Les prix des billets d’avion sont appelés à augmenter dans les semaines à venir, une situation que les compagnies aériennes jugent désormais inévitable. La cause ? La flambée des prix du kérosène, amplifiée par les tensions au Moyen-Orient. Cette hausse pourrait bouleverser les habitudes de consommation des voyageurs, déjà affectés par des coûts élevés.
Depuis le 28 février 2026, date du déclenchement du conflit au Moyen-Orient, le prix du kérosène a doublé, passant de 88 à 216 dollars le baril. Cette forte hausse a des répercussions directes sur le secteur du transport aérien, où le carburant représente environ 26 % des coûts d’exploitation. Les compagnies aériennes, dont les marges bénéficiaires sont déjà minimes (environ 4 %), n’ont d’autre choix que de répercuter cette hausse sur les tarifs des billets.

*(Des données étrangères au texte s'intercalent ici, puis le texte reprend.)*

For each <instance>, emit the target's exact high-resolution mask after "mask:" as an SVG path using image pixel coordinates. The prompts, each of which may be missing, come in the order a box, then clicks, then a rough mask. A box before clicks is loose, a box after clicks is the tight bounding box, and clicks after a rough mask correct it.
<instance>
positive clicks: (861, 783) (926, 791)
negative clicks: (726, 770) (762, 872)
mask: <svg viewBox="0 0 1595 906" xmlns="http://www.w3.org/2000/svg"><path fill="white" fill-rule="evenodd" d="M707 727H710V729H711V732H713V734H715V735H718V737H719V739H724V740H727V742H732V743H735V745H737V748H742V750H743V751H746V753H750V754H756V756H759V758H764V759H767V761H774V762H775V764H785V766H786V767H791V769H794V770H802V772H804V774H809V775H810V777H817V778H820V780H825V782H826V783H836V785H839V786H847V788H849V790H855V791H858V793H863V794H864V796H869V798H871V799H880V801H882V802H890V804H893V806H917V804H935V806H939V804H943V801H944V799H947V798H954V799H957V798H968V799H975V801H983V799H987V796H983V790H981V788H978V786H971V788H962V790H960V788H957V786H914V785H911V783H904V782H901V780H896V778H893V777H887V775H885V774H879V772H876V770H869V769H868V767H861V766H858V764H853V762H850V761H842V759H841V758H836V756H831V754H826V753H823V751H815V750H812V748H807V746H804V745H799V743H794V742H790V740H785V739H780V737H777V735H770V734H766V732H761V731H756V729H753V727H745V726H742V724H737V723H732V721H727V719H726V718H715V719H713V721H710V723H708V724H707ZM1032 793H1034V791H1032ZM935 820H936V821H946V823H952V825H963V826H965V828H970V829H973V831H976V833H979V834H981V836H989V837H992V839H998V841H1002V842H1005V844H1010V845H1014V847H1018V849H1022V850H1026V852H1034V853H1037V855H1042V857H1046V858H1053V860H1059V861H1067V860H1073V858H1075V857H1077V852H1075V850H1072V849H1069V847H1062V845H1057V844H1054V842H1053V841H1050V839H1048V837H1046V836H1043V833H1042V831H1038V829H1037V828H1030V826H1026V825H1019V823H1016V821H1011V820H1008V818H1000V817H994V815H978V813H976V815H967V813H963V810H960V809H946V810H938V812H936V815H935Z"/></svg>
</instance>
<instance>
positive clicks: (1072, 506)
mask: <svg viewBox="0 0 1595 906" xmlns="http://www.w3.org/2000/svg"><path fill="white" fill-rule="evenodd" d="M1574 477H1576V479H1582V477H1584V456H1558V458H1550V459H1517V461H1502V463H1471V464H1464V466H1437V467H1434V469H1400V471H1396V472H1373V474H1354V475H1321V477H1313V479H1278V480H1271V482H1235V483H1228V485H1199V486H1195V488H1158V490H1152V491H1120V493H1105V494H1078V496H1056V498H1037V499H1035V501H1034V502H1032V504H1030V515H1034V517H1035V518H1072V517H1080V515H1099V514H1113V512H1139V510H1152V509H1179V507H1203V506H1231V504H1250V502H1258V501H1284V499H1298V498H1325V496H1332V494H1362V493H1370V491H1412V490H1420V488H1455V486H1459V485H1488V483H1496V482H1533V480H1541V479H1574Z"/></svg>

Willie Walsh, directeur général de l’IATA (Association internationale du transport aérien), a précisé que la situation actuelle ne permet plus d’absorber cette flambée des prix du kérosène. En conséquence, les tarifs des billets d’avion, particulièrement pour les vols long-courriers, vont inévitablement augmenter, aussi bien en Europe qu’aux États-Unis.
Des marges trop faibles pour éviter les hausses des prix des billets
Les compagnies aériennes font face à une réalité économique difficile, avec une hausse des coûts qu’elles ne peuvent plus ignorer. Bien que les compagnies aient l’habitude d’ajuster leurs prix en fonction des fluctuations des coûts de carburant, cette situation est exceptionnelle. En effet, une telle augmentation des prix du kérosène n’a pas été observée depuis plusieurs années. Avec des marges aussi serrées, les transporteurs aériens ont peu de latitude pour compenser cette hausse sans augmenter les prix des billets.
L’impact sur les consommateurs est donc direct. En plus des hausses sur les liaisons long-courriers, les passagers devront également faire face à une inflation générale des coûts. Cette situation n’est pas sans rappeler les conséquences économiques de la crise après les attentats du 11 septembre 2001, où le secteur avait vu une baisse de la demande avant une reprise progressive.
Les voyageurs adaptent leurs habitudes face à la crise
Les voyageurs commencent déjà à adapter leurs comportements face à ces hausses. Selon Willie Walsh, les passagers, bien qu’ils continuent de voyager, ajustent leurs habitudes en réduisant la durée de leurs séjours ou en privilégiant des destinations plus proches. Les compagnies aériennes observent une baisse des séjours longs, les voyageurs cherchant à limiter l’impact de la hausse des prix sur leur budget, soulignent nos confrères de Capital.